クールな外科医のイジワルな溺愛
「ありがとうございました」
きょろきょろと周りを見回す。とちょうど出勤時間だからか、見知った顔が遠くにちらほら見えた。早くこの車から離れよう。
ビルの入口に近づいていくと、早速声をかけられてしまった。
「芹沢花穂! 昨日はごめんね、無事に帰れた?」
後ろを振り返ると、そこには疲れた顔のナミ先輩が。
「大丈夫です。
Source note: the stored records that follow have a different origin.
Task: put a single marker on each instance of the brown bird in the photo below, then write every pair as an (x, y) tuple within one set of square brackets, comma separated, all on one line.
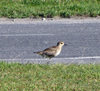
[(52, 51)]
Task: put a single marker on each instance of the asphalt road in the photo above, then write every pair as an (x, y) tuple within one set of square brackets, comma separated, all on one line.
[(18, 41)]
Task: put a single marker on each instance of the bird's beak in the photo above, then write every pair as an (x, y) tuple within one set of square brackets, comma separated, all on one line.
[(65, 44)]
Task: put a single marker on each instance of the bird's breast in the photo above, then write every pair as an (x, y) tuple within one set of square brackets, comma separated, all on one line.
[(58, 52)]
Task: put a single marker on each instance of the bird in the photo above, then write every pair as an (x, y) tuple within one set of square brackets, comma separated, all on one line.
[(52, 51)]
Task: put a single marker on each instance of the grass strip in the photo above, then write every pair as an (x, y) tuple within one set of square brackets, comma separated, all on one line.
[(49, 8), (58, 77)]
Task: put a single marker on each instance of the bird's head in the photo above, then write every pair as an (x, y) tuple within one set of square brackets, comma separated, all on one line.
[(61, 44)]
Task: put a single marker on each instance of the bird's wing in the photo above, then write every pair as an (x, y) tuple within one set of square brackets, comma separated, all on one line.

先輩こそ、トラブルの方は……」
「ああ、なんとかなったよ。大丈夫大丈夫」
へへへと笑う先輩。並んで歩いていると、横から経理の先輩と後輩、計二人の女子が近づいてきた。
「芹沢さん、久しぶり。元気になった?」
「あ、おはようございます。お休み中はご迷惑おかけしました」
「ほんとよ。まあ、事故じゃ仕方ないわよね」
そんな挨拶を交わしていると……。
「花穂!」
低い声で名前を呼ばれ、心臓が跳ね上がる。かつかつと、革靴の足音が近づいてきた。先輩たちも何事かと一緒に後ろを振り返ると……。
「花穂、これ渡すの忘れてた」
なんと、黎さんがこちらに走ってきていた! いきなり現れた長身イケメンに固まる女子たち。ナミ先輩だけは先生に気づき、『アッ』と口を大きく開けた。